The NLC official stressed that the country's workforce remains the absolute, irreplaceable backbone of national development, infrastructure maintenance, and public service delivery. Consequently, employees must be adequately, fairly, and protectively rewarded if the government truly hopes to drive industrial productivity, stimulate domestic consumer spending, and achieve genuine, long-term macroeconomic growth. Upah concluded his address by reminding state actors that the greatest, most valuable asset of any sovereign nation is not its oil reserves or mineral wealth, but the physical and intellectual capacity of its workforce.
The intense public debate over national wage structures has remained a defining, highly explosive political issue ever since the federal administration enacted sweeping economic reforms, most notably the total removal of the long-standing fuel subsidy regime and the complete floating of the naira against foreign currencies. While these policies were designed to stabilize long-term state finances, they immediately triggered massive, multi-fold increases in the prices of essential goods, public transportation, medical services, and housing across the country.

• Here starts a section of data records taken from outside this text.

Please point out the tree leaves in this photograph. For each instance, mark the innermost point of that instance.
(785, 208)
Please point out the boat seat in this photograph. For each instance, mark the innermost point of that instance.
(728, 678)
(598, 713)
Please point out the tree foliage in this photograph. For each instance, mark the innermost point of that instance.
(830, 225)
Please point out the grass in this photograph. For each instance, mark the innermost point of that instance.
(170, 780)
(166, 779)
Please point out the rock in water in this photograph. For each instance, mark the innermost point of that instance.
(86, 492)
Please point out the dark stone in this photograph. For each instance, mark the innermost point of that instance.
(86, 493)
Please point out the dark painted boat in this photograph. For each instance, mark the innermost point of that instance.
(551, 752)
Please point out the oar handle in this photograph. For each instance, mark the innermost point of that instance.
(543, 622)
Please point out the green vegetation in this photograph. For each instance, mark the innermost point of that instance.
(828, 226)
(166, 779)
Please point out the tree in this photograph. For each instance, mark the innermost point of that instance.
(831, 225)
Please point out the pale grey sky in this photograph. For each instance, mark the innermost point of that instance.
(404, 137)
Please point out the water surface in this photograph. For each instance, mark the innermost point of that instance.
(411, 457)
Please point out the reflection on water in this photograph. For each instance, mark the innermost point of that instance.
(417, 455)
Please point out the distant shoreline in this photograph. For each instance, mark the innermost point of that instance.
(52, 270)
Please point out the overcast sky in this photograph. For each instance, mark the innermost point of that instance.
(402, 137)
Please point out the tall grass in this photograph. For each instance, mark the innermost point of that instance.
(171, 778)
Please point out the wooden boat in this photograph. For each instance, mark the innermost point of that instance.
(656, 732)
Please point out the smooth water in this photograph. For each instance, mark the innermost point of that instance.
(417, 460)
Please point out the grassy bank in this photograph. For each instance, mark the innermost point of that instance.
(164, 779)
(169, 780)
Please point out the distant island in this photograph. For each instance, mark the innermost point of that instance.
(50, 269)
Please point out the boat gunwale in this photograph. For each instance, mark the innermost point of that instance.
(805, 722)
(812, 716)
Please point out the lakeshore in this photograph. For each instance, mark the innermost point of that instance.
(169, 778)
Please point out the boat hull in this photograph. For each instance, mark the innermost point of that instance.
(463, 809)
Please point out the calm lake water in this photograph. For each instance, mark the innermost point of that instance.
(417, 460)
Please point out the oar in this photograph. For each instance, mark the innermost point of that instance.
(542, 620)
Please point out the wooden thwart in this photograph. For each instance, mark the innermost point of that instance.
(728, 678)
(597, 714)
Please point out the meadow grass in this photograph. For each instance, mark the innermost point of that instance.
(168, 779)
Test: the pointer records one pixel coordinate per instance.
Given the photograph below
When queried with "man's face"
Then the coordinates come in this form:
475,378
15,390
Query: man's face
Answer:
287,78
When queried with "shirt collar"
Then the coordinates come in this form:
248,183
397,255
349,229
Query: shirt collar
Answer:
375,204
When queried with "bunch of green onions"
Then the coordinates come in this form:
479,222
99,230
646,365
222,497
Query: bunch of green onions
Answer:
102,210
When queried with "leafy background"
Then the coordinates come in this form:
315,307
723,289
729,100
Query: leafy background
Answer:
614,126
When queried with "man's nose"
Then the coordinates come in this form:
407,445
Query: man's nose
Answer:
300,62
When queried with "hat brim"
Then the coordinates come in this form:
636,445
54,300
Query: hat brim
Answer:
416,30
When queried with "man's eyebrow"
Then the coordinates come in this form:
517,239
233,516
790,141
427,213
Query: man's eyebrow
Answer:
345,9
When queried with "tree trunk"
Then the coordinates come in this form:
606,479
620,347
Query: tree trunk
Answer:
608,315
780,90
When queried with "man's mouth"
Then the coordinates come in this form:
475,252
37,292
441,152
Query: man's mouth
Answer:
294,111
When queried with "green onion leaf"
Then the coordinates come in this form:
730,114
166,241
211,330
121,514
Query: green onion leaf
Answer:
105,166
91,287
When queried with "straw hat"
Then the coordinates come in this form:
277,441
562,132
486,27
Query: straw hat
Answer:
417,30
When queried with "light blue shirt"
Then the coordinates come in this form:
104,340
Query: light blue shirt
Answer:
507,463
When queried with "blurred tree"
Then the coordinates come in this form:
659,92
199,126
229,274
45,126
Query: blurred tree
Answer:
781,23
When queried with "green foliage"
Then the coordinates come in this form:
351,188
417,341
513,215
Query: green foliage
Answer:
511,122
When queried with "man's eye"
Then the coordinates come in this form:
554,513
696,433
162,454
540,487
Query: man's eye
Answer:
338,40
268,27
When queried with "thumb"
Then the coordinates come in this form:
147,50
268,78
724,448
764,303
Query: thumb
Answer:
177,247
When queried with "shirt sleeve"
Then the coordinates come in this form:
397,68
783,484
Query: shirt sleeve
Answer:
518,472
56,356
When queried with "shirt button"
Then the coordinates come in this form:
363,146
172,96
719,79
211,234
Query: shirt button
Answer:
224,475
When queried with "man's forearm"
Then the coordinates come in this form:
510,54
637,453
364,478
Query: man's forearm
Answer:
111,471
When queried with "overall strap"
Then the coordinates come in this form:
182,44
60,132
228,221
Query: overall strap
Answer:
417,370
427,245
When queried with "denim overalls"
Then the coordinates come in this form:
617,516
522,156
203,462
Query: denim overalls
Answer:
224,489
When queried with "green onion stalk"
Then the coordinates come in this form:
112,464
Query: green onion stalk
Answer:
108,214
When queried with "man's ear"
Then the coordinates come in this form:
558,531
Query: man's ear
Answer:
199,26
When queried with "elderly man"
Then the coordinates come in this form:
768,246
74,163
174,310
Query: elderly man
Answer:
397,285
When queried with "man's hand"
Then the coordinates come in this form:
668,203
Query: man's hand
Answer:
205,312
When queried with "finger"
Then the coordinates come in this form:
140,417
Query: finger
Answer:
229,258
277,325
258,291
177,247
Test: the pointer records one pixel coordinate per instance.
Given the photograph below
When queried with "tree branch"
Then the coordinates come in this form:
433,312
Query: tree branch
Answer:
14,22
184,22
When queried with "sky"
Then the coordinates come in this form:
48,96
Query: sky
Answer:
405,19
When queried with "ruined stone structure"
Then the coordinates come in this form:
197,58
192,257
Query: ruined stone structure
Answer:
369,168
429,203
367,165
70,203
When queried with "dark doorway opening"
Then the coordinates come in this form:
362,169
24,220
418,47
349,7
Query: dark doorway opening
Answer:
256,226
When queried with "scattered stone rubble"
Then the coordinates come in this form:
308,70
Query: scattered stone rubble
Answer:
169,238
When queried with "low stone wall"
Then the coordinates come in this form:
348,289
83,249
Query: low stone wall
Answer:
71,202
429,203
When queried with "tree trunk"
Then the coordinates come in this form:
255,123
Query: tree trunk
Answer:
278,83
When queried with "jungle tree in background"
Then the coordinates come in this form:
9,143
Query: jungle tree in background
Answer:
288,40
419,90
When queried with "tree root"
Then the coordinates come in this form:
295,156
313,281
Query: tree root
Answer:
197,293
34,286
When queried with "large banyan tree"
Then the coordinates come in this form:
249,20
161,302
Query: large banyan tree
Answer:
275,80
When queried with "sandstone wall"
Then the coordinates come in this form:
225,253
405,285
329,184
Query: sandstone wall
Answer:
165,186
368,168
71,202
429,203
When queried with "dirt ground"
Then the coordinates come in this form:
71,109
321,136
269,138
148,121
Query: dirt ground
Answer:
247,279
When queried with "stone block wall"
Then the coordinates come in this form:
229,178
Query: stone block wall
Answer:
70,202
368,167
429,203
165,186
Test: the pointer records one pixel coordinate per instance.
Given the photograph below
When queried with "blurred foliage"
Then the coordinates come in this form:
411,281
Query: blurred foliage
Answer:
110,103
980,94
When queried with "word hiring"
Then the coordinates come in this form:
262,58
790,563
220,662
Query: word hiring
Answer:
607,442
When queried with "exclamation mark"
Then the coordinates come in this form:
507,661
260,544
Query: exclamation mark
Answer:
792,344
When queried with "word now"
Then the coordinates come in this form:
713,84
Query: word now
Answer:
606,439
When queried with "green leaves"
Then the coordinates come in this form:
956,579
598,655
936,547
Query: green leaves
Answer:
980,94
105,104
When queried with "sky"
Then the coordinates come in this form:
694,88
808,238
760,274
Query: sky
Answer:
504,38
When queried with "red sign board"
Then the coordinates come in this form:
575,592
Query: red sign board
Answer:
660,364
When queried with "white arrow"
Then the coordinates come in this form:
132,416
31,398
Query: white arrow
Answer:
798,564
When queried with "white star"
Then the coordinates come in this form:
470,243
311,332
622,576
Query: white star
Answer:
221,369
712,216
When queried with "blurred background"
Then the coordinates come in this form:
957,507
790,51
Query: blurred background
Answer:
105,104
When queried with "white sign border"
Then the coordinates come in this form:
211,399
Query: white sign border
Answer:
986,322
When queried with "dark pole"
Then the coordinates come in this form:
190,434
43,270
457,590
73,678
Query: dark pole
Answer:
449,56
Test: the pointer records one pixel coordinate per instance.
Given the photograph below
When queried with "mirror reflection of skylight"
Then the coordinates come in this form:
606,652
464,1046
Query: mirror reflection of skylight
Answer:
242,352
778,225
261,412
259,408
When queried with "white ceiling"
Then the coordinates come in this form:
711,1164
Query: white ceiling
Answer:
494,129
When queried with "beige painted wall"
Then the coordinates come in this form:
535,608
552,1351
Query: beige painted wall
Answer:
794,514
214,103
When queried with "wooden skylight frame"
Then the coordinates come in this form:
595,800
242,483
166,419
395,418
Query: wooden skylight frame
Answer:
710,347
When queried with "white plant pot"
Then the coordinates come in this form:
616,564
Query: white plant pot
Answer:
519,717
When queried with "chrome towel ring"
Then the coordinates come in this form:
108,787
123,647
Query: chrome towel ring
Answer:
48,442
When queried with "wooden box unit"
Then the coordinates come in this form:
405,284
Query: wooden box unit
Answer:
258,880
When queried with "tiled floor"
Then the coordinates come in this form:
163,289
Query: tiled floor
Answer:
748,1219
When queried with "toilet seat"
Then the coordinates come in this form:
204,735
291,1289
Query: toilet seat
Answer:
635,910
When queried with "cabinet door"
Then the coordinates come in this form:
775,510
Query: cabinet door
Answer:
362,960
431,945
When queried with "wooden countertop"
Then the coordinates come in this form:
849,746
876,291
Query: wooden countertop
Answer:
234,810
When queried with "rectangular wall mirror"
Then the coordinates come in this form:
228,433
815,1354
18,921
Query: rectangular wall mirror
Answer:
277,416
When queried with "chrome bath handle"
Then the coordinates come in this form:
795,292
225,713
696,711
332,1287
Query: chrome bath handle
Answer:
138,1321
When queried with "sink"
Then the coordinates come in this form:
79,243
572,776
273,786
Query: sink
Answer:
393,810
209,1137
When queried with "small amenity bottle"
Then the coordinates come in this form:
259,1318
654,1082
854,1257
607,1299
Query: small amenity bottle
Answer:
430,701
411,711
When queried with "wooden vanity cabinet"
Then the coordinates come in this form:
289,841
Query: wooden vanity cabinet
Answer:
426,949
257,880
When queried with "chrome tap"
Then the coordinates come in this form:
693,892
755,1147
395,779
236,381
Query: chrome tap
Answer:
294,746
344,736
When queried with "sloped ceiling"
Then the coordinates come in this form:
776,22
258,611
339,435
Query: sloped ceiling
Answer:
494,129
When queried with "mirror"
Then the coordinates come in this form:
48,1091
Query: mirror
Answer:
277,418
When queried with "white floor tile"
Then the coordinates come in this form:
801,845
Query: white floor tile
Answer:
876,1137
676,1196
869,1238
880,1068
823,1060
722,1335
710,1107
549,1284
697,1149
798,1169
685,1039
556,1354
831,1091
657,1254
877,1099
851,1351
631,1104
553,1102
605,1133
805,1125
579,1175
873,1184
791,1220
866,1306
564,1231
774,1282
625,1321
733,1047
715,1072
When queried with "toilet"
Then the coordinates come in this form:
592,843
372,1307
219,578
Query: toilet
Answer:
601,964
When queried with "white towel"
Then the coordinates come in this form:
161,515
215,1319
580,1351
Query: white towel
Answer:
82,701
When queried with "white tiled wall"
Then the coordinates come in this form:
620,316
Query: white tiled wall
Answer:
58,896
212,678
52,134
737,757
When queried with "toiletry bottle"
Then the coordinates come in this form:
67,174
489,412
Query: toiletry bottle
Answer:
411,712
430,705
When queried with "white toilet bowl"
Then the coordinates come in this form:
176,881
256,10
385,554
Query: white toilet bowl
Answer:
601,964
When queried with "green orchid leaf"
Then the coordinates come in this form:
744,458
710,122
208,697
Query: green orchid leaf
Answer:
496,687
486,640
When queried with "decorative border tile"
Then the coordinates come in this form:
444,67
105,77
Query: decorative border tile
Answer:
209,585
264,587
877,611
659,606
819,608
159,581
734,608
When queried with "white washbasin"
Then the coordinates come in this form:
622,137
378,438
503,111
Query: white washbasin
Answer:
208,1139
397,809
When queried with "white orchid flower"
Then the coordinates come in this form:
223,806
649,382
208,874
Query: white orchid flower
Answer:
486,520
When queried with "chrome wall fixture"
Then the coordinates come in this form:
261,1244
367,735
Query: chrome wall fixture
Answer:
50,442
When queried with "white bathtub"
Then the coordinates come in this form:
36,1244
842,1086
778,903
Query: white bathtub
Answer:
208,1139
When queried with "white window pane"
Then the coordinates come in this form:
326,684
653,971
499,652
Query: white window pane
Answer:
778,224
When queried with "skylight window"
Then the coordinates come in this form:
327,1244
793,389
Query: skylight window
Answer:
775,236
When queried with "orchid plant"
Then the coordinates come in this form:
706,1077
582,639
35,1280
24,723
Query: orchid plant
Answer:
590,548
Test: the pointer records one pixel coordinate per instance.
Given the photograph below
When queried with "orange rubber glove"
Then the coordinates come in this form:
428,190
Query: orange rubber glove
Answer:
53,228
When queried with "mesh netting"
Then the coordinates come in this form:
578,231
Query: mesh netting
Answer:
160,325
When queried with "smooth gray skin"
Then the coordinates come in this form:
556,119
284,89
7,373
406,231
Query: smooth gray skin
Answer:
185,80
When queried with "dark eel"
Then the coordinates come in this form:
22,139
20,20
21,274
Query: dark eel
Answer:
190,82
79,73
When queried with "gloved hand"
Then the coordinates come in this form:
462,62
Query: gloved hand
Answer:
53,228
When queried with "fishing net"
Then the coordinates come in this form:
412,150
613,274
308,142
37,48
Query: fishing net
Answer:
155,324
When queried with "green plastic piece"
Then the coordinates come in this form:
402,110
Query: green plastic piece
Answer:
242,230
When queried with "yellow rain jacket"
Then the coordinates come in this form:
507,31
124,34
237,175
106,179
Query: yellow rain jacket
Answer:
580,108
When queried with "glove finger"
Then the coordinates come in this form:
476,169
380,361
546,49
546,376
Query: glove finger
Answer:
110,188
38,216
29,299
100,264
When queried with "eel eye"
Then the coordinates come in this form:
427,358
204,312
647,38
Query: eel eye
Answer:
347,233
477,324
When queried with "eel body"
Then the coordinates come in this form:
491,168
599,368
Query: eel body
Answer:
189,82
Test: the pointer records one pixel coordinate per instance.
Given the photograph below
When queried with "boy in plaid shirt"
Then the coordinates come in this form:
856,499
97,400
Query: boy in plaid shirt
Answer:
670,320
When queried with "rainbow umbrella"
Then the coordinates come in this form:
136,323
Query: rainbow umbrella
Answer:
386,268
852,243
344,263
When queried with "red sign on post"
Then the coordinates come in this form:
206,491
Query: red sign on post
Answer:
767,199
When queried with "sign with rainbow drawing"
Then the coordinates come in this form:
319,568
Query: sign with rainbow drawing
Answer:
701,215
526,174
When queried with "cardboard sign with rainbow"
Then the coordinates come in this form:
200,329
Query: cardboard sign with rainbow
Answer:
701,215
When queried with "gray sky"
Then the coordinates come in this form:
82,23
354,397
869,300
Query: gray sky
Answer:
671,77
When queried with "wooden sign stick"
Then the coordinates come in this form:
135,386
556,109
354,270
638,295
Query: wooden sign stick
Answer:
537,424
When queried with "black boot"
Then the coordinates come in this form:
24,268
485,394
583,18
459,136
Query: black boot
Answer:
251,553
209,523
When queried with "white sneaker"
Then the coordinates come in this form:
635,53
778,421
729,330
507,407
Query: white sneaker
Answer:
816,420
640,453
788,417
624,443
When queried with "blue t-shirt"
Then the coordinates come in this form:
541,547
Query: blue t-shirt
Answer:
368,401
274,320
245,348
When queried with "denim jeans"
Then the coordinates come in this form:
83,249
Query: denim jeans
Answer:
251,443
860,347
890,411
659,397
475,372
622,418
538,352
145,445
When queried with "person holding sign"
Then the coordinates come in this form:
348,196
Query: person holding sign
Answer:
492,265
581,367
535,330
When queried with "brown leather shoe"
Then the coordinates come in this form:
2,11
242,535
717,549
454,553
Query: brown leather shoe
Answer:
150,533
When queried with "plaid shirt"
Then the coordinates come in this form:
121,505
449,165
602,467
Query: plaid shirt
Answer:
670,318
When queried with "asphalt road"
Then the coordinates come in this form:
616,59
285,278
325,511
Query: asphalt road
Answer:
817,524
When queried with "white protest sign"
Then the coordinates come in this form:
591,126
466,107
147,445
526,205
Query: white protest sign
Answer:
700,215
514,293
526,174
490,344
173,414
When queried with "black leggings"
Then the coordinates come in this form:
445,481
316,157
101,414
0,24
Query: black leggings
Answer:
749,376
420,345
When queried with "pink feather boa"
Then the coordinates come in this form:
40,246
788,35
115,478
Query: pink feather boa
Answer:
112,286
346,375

In July 2024, the federal government had previously approved a new national minimum wage of N70,000 following months of exhausting, high-stakes negotiations and repeated industrial strike actions by organized labor. That hard-fought agreement successfully replaced the obsolete N30,000 minimum wage structure that had been in active operation since 2019. However, despite that historical increase, labor unions have continuously argued that the N70,000 benchmark was instantly neutralized by subsequent waves of hyper-inflation, leaving public sector employees in a position where their monthly earnings cannot cover basic monthly feeding and commuting expenses. As the tense consultations continue behind closed doors, the Nigeria Governors’ Forum has yet to formally submit any fresh, unified minimum wage proposal to the federal cabinet or organized labor for official legislative consideration.